Don’t call me ChrisTEEN: It appears the Seahawks have done it again with an early draft pick that had many experts shaking their heads. Seattle didn’t have a pick until late in the second round. When the pick came, it stunned many observers to see the Seahawks take a running back, not exactly a weak spot for the team. But Texas A&M’s Christine (pronounced KRIS-ton) Michael, has looked sensational. Michael leads the NFL is preseason rushing yards with 186 yards on 27 carries in two games for a 13.5-yard average, including a 43-yard TD run at Green Bay.

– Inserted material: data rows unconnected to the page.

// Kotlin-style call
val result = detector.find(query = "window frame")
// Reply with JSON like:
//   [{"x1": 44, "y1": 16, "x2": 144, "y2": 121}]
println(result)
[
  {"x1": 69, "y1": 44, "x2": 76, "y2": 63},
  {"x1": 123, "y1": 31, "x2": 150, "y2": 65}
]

Swiss timing: Receiver Sidney Rice flew across one continent and one ocean to get a knee treatment that took 20 minutes. Hey, whatever works. Rice had a platelet-enriched plasma procedure (whatever that is) on his knee, something that isn’t done in the U.S. He returned two days later and has looked fine on the practice field, but hasn’t played yet in the preseason.

Two plays, two TDs and 213 yards: You could watch a thousand NFL games and not see this happen again. The Seahawks have a 107-yard touchdown (Jermaine Kearse’s kickoff return) and a 106-yard TD (Brandon Browner’s fumble recovery in the end zone) in the first half of the Denver game Aug. 17.

People everywhere: It was a training camp festival every day at the Virginia Mason Athletic Center. The Seahawks had 2,500 tickets available for each practice at camp and they sold them all. Heck, they probably could have sold 10,000 each day if they had the space at the V-MAC. The Seahawks' facility is one of the most picturesque settings in the NFL, sitting on the eastern banks of Lake Washington. There’s a hill overlooking the field and the lake where fans sit to watch practice. It was packed every day.